【小説】カフェ・シェリー

ここは喫茶店、カフェ・シェリー。
登場するのは40代の渋いマスターと20代の店員マイ、そして主人公はお客様であるあなた。
そこで体験する、魔法のコーヒー「シェリー・ブレンド」の味で、お客様は何かに気づき、そして希望を持っていく。
そんな喫茶店のお話です。


テーマ:

 そんなことがあった翌日、またまた事件が起きてしまった。といっても悪いことではない。しかし予想外な出来事であるのは間違いない。 

 

「えっ、取材!?」 

 

 朝ごはんを食べる時、お父さんから衝撃の告白があった。 

 

「そう。なんでもまちで頑張っている職人さんってことで、看板職人のウチがテレビ局の取材を受けることになっちまった。でな、まぁヤラセに近いけど、どこかに指導をしているところがほしいんだと。で、紗季菜、お前の高校の部活を指導しているって感じのものを撮らせてもらえねぇか?」 

 

「そんなこと、今までやったことないじゃん。
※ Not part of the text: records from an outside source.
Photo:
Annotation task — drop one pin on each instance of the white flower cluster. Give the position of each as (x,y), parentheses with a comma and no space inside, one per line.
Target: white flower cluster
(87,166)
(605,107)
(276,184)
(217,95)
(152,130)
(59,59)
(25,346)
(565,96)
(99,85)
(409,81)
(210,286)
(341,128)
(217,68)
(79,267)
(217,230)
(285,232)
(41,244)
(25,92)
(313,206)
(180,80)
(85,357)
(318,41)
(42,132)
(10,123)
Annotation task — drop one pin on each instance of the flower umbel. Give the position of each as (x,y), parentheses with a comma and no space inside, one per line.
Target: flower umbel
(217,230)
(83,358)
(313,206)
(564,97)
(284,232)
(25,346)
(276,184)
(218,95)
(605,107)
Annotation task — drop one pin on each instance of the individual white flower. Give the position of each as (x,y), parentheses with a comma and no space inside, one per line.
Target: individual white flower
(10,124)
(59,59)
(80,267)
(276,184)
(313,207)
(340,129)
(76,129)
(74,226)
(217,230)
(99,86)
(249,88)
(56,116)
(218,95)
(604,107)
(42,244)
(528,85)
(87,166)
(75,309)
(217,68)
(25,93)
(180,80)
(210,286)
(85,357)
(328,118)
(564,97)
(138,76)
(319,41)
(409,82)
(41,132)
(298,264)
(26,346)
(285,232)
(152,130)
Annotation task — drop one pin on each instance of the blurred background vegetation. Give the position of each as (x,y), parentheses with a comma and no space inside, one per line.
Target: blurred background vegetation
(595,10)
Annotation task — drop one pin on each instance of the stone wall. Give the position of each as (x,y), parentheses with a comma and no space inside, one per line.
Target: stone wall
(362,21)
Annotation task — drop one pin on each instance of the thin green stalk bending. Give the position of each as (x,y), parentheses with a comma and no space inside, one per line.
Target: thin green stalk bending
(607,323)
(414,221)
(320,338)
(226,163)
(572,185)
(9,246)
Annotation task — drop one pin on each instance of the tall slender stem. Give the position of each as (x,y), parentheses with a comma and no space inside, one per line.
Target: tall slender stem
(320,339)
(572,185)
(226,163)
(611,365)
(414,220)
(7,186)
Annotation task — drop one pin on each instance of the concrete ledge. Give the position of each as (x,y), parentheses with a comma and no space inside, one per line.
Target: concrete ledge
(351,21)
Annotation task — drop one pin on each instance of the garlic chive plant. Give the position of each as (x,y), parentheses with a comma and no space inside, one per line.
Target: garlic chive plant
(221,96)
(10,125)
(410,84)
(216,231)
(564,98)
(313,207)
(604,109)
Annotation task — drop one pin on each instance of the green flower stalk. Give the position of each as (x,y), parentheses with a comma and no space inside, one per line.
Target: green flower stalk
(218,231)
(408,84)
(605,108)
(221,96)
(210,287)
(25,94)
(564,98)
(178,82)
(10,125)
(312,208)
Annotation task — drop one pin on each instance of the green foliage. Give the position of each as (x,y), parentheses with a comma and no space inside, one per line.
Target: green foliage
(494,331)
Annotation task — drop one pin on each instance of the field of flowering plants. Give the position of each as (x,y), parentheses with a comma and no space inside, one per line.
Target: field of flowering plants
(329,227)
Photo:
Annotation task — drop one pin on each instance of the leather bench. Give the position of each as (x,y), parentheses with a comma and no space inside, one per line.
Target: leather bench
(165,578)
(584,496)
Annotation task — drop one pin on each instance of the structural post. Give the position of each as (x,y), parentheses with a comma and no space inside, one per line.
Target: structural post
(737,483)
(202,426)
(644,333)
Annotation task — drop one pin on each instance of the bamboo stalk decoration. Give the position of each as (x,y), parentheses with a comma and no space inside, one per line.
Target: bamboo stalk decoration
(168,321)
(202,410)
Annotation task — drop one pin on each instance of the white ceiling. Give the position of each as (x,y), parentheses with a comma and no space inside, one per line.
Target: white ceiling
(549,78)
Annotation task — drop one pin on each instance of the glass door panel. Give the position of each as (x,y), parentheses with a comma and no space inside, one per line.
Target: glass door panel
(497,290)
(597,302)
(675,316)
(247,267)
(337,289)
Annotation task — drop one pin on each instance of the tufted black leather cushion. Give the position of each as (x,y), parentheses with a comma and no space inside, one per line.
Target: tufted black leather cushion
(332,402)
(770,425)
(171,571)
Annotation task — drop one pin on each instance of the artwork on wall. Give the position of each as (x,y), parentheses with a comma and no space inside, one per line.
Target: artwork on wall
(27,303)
急にそんなこと言われても…」 

 

「わかってる、わかってるって。でもなぁ、これでウチの宣伝になれば、もっと仕事も入ってくるし。それに今お前たちが手がけている巨大ジオラマ、これも世に出るってことになるから、一石二鳥なんだけどなぁ」 

 

 この言葉は私の心をゆさぶった。うまくいけば、高校の文化祭だけじゃなく他でも展示させてもらえるかもしれない。そうなると、私が言っていたリアリティを追求するという持論が正しくなる。 

 

 お父さんの手伝いというのは今ひとつ気乗りがしないが、自分たちの作品が紹介されるのはうれしい。